Phillips had every opportunity to marshal whatever evidence she could obtain to show that teaching and learning was being improved, but that was all the evidence she offered. Based on those meager claims, she then makes a huge leap, editorializing about value-added teacher evaluations:
Given the reality of what’s happening on the ground in states across the country, I cannot understand those who are calling on states and districts to pause, stop or reverse these critical changes. Such a halt could undo the progress teachers, districts, and states have already made while stopping future progress in its tracks.
Despite her rejection of teachers’ desire to “pause, stop or reverse” corporate reform, Phillips includes the obligatory assertion that “we need to listen to input from everyone with a stake in the future of our schools, including state and local school officials, teacher unions, and parent groups.” But what is she hearing from us?
Phillips concludes that there are three types of voices out there. She rejects calls for the first option of pushing reforms recklessly. She claims that most districts and states are wisely heeding the second voice and following the Gates Foundation’s lead.
So, what is the third option?
It is to “not to push ahead at all.”
What?!?! Phillips can draw on the Gates Foundation’s data - the meaningless as well meaningful numbers. She can be guided by the foundation’s high-dollar public relations team. She can claim that all the sturm and drang and they imposed on teachers is welcome. But, she cannot dismiss educators as do-nothings and claim to respect us.

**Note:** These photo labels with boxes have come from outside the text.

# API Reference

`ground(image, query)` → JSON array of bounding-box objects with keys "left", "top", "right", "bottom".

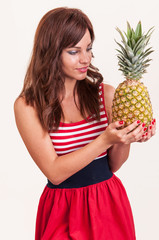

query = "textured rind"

[{"left": 112, "top": 80, "right": 153, "bottom": 127}]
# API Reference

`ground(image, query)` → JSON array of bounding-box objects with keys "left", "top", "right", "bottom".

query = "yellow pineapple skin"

[{"left": 112, "top": 80, "right": 153, "bottom": 127}]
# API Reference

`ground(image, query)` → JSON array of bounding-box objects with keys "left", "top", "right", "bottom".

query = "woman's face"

[{"left": 61, "top": 29, "right": 92, "bottom": 80}]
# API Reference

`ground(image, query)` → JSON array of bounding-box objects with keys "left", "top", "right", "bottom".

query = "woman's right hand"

[{"left": 102, "top": 120, "right": 146, "bottom": 146}]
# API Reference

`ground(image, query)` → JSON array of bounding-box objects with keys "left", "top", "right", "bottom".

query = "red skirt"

[{"left": 35, "top": 174, "right": 136, "bottom": 240}]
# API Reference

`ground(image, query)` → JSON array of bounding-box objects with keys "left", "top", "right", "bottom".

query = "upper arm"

[
  {"left": 14, "top": 97, "right": 57, "bottom": 179},
  {"left": 104, "top": 84, "right": 115, "bottom": 123}
]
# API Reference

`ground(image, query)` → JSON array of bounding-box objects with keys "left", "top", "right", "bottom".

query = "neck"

[{"left": 64, "top": 79, "right": 77, "bottom": 98}]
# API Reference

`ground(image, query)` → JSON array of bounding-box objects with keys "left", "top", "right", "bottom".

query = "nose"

[{"left": 80, "top": 51, "right": 92, "bottom": 64}]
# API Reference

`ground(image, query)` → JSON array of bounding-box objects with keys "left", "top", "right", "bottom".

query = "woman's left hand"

[{"left": 138, "top": 119, "right": 156, "bottom": 142}]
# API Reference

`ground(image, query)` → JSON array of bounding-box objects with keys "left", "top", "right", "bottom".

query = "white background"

[{"left": 0, "top": 0, "right": 159, "bottom": 240}]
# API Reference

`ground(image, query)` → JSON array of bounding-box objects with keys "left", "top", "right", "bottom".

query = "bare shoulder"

[{"left": 14, "top": 97, "right": 36, "bottom": 114}]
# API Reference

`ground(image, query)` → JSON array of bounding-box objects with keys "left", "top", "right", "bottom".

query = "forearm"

[
  {"left": 49, "top": 135, "right": 111, "bottom": 185},
  {"left": 108, "top": 143, "right": 130, "bottom": 172}
]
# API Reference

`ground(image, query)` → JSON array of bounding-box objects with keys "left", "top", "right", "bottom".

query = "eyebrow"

[{"left": 69, "top": 42, "right": 92, "bottom": 49}]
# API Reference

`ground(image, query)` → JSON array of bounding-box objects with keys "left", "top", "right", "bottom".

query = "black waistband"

[{"left": 47, "top": 156, "right": 113, "bottom": 188}]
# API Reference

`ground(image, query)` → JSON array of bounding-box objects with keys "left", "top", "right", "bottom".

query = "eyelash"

[{"left": 68, "top": 47, "right": 92, "bottom": 55}]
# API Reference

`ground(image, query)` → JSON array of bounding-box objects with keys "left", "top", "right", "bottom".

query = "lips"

[{"left": 77, "top": 66, "right": 88, "bottom": 73}]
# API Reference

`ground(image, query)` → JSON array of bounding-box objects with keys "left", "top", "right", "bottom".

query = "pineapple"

[{"left": 112, "top": 21, "right": 153, "bottom": 127}]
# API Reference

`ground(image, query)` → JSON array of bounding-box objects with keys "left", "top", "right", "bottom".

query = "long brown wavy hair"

[{"left": 19, "top": 7, "right": 103, "bottom": 130}]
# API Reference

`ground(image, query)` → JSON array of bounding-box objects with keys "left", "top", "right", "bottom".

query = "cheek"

[{"left": 62, "top": 56, "right": 78, "bottom": 69}]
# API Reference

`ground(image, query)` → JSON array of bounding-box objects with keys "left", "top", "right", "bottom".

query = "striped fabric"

[{"left": 49, "top": 84, "right": 108, "bottom": 159}]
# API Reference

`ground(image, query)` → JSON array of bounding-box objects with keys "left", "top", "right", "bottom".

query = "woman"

[{"left": 14, "top": 8, "right": 155, "bottom": 240}]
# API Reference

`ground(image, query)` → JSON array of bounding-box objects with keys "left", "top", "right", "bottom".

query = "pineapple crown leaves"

[{"left": 115, "top": 21, "right": 154, "bottom": 80}]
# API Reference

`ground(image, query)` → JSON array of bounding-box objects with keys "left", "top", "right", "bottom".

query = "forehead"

[{"left": 76, "top": 29, "right": 92, "bottom": 46}]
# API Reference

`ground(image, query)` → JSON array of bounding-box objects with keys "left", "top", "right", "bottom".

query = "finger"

[
  {"left": 123, "top": 120, "right": 141, "bottom": 134},
  {"left": 111, "top": 121, "right": 125, "bottom": 128}
]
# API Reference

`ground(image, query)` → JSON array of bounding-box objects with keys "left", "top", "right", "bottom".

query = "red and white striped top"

[{"left": 49, "top": 84, "right": 108, "bottom": 159}]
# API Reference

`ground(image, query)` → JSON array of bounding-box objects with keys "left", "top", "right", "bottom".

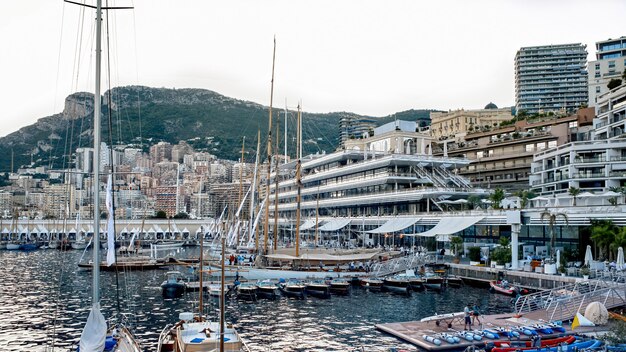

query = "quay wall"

[{"left": 447, "top": 263, "right": 581, "bottom": 290}]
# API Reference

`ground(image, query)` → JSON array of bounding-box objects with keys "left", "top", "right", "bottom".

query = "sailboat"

[{"left": 73, "top": 0, "right": 141, "bottom": 352}]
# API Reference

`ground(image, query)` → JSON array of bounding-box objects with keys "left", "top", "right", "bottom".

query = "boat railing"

[
  {"left": 370, "top": 254, "right": 433, "bottom": 277},
  {"left": 546, "top": 284, "right": 626, "bottom": 321},
  {"left": 515, "top": 280, "right": 616, "bottom": 314}
]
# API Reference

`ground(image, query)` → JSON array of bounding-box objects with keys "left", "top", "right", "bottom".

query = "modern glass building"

[{"left": 515, "top": 43, "right": 588, "bottom": 114}]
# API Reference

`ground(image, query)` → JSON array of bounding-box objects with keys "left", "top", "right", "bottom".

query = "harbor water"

[{"left": 0, "top": 248, "right": 511, "bottom": 351}]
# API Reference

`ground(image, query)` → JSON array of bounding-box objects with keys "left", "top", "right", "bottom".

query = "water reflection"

[{"left": 0, "top": 249, "right": 510, "bottom": 351}]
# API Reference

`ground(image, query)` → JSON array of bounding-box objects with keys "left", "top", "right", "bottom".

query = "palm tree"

[
  {"left": 591, "top": 220, "right": 621, "bottom": 260},
  {"left": 541, "top": 209, "right": 569, "bottom": 260},
  {"left": 567, "top": 187, "right": 580, "bottom": 206},
  {"left": 489, "top": 187, "right": 506, "bottom": 209}
]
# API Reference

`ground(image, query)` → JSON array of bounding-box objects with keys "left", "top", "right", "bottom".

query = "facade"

[
  {"left": 430, "top": 105, "right": 513, "bottom": 140},
  {"left": 437, "top": 108, "right": 594, "bottom": 191},
  {"left": 589, "top": 37, "right": 626, "bottom": 106},
  {"left": 270, "top": 122, "right": 484, "bottom": 226},
  {"left": 339, "top": 115, "right": 376, "bottom": 149},
  {"left": 531, "top": 85, "right": 626, "bottom": 195},
  {"left": 515, "top": 43, "right": 588, "bottom": 114}
]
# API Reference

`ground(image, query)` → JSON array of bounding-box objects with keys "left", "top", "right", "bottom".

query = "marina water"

[{"left": 0, "top": 248, "right": 511, "bottom": 351}]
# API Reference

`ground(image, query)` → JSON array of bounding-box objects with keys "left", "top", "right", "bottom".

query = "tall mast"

[
  {"left": 263, "top": 37, "right": 276, "bottom": 253},
  {"left": 235, "top": 136, "right": 246, "bottom": 247},
  {"left": 248, "top": 129, "right": 261, "bottom": 252},
  {"left": 91, "top": 0, "right": 102, "bottom": 304},
  {"left": 284, "top": 98, "right": 287, "bottom": 164},
  {"left": 274, "top": 123, "right": 278, "bottom": 251},
  {"left": 295, "top": 104, "right": 302, "bottom": 257}
]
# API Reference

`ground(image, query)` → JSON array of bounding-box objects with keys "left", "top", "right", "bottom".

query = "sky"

[{"left": 0, "top": 0, "right": 626, "bottom": 136}]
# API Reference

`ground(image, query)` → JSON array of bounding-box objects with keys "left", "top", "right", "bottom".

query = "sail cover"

[
  {"left": 319, "top": 218, "right": 351, "bottom": 231},
  {"left": 365, "top": 218, "right": 419, "bottom": 233},
  {"left": 406, "top": 216, "right": 484, "bottom": 237},
  {"left": 79, "top": 303, "right": 107, "bottom": 352}
]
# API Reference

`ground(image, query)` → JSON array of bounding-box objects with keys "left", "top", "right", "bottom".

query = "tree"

Phillips can start a public relations piece with a call to go slow, and end it with a warning against delay. She can try to reshape our profession, imposing high-stakes Common Core testing and doing at the pace that the billionaires demand, but she can’t make us believe their hype. And, they sure can’t sugarcoat their mandates and profess to respect teachers.
What do you think? Is that what Phillips and Gates hear from teachers? Does she really believe that those of us who oppose her test-driven reforms want to do nothing at all to improve schools? What does it say about the Gates Foundation’s interest in educators’ judgments when its director questions our desire to improve schools at the end of a statement that insults our intelligence in such a manner?
John Thompson was an award winning historian, with a doctorate from Rutgers, and a legislative lobbyist when crack and gangs hit his neighborhood, and he became an inner city teacher. He blogs for This Week in Education, the Huffington Post and other sites. After 18 years in the classroom, he is writing his book, Getting Schooled: Battles Inside and Outside the Urban Classroom.